La Batna, ou meilleure alternative à la solution négociée, permet d’entamer sereinement la discussion.

Qui ne connaît pas la Batna (1), pierre angulaire de la négociation intégrative enseignée par la Harvard Business School (2) depuis les années ’80 ? Ce concept vise à conscientiser le négociateur sur l’importance de définir sa meilleure alternative à l’accord négocié et donc son point de rupture. Si chaque négociateur s’est bien préparé, il se dégage une Zopa, Zone of Possible Agreement, située entre les points de rupture des participants.

En pratique toutefois, ces concepts ne sont pas simples à manier car les négociations engendrent souvent des émotions difficiles à gérer. Voici quelques conseils pratiques.

1. Une bonne préparation

Tout commence par une bonne préparation. Identifier votre position de repli permettra d’entamer la négociation plus sereinement. Car si la discussion se tend, vous saurez jusqu’où aller. Concrètement, listez chacune de vos alternatives, évaluez-les en calculant leur valeur, choisissez l’option la plus valable et déterminez votre point de rupture. Faites le même exercice pour deviner la Batna de l’autre partie, même si c’est plus difficile.

2. Une Batna solide

Que faire si votre Batna n’est pas solide ? Bien souvent on a l’impression de partir en position de faiblesse. Ceci n’est pas anormal car si on était en position de force absolue, il n’y aurait pas de négociation. L’intérêt de la préparation consiste à renforcer sa Batna et relativiser celle de l’autre partie. Plus votre Batna est solide, moins vous en aurez besoin.

3. Renforcer sa Batna

Comment renforcer sa Batna ? Tout dépend bien sûr de la situation mais dans tous les cas, il s’agit d’un effort de créativité et d’initiative. Étudiez le marché et les prix, recherchez de nouveaux angles de vue, contactez d’autres amateurs potentiels, envisagez des solutions alternatives (recrutement, formation…) ou faites appel à un expert. Il faut que vos alternatives soient viables et précises, pour qu’elles puissent vous convaincre.

4. Travailler sur plusieurs axes

Sur quels axes peut-on travailler ? Le pouvoir de négociation dépend de multiples facteurs. La dépendance financière est un critère qui saute aux yeux, mais encore faut-il bien comprendre quels sont les éléments qui peuvent évoluer. Le pouvoir de l’influence, de la légitimité et de la réputation sont souvent sous-estimés. Comprendre l’importance du temps (à qui profite le statu quo ?) est également essentiel.

5. Agir subtilement

Faut-il divulguer sa Batna ? À nouveau, cela dépend du contexte et il faut agir subtilement. Révéler une Batna faible n’est évidemment pas une bonne idée, mais le bluff non plus car si l’autre partie s’en rend compte, vous avez perdu votre crédibilité. La mise en commun des informations, avec tact et respect, permet d’avancer, mais cela suppose un climat de confiance entre les parties. Dans tous les cas, évitez de divulguer votre BATNA trop tôt car cela pourrait être perçu comme une menace. Les menaces endommagent les relations.
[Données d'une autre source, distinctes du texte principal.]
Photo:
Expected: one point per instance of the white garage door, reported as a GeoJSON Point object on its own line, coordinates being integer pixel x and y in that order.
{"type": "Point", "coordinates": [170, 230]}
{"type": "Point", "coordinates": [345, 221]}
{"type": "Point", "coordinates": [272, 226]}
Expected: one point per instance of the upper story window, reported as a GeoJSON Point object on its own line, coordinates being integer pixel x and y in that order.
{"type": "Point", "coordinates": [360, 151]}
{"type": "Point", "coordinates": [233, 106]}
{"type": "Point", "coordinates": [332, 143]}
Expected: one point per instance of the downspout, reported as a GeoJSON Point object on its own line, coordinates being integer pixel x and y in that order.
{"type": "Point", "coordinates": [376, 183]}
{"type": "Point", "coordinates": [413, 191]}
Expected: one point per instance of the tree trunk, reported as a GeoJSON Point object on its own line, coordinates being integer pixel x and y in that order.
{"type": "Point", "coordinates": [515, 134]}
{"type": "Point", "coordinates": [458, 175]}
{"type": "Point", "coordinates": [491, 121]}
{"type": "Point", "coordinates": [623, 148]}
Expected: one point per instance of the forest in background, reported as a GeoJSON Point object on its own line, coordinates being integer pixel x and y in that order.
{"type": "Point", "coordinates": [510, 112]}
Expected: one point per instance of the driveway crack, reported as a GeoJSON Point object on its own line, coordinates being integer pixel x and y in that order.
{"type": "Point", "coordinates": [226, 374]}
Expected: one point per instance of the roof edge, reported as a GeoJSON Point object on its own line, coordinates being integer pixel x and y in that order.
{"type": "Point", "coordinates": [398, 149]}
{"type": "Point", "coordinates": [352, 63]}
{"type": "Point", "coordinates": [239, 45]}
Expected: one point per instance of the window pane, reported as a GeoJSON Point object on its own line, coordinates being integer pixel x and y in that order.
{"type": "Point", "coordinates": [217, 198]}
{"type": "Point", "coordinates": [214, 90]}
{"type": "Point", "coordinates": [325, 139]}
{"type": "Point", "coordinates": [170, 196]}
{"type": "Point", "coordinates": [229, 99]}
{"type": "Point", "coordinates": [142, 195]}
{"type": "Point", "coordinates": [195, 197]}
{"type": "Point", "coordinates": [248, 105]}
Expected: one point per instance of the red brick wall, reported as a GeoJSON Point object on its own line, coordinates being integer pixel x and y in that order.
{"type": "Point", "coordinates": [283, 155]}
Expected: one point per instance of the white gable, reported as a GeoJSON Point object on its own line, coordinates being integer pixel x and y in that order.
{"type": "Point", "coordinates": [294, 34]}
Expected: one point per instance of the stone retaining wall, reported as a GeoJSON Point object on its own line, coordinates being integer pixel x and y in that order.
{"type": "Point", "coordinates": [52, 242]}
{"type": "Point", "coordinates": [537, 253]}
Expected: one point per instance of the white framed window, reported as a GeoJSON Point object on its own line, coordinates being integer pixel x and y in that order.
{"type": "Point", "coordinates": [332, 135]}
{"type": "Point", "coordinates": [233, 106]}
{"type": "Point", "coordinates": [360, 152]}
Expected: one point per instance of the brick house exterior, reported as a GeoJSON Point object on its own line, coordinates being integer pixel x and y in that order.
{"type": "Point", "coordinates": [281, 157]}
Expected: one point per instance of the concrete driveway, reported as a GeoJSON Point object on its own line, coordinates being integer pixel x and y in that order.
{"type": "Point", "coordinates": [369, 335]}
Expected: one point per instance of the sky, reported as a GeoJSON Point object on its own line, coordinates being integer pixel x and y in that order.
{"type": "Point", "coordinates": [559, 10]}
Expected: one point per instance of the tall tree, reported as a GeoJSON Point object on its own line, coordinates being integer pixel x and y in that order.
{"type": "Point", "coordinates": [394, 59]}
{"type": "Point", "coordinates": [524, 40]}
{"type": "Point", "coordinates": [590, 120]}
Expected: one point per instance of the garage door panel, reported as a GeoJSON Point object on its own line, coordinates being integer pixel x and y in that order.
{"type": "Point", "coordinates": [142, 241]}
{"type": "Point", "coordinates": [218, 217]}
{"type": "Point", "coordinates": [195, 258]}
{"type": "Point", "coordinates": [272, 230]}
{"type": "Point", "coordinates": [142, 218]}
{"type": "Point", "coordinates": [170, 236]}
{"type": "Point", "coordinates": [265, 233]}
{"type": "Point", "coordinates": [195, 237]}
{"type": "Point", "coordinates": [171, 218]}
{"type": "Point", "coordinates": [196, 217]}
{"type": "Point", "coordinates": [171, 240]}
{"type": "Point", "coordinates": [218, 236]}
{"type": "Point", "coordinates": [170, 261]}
6. Une arme à double tranchant

Lorsqu’elle est utilisée sans nuance, la Batna sera probablement mal perçue par l’autre partie qui aura pour réflexe de se cabrer. Inversement, il ne faut pas se laisser désarçonner si l’on met en doute la solidité de vos arguments. Soyez préparé à l’idée qu’on tentera de décrédibiliser votre Batna. Si vous montrez de la nervosité ou de l’irritation, votre interlocuteur saura que vous êtes en position de faiblesse. Par contre, si vous répondez avec aplomb et de manière réfléchie, vous augmentez les chances d’atteindre vos objectifs. La négociation fait partie de notre quotidien. Que ce soit dans un contexte privé ou professionnel, nous sommes tous amenés à prendre des positions et à défendre notre point de vue. Pourtant, de nombreuses négociations échouent ou laissent les participants insatisfaits. Vouloir passer en force est une stratégie dangereuse.

Pour « gagner » votre négociation, il faut privilégier l’écoute, le respect mutuel et une bonne préparation.

1) Batna est l’acronyme de Best Alternative To a Negotiated Agreement. En français : Mesore pour Meilleure Solution de Rechange.

(2) Le livre Getting to Yes par Robert Fisher et William Ury, publié en 1981, est l’ouvrage de référence pour la méthode de négociation dite de Harvard ou intégrative.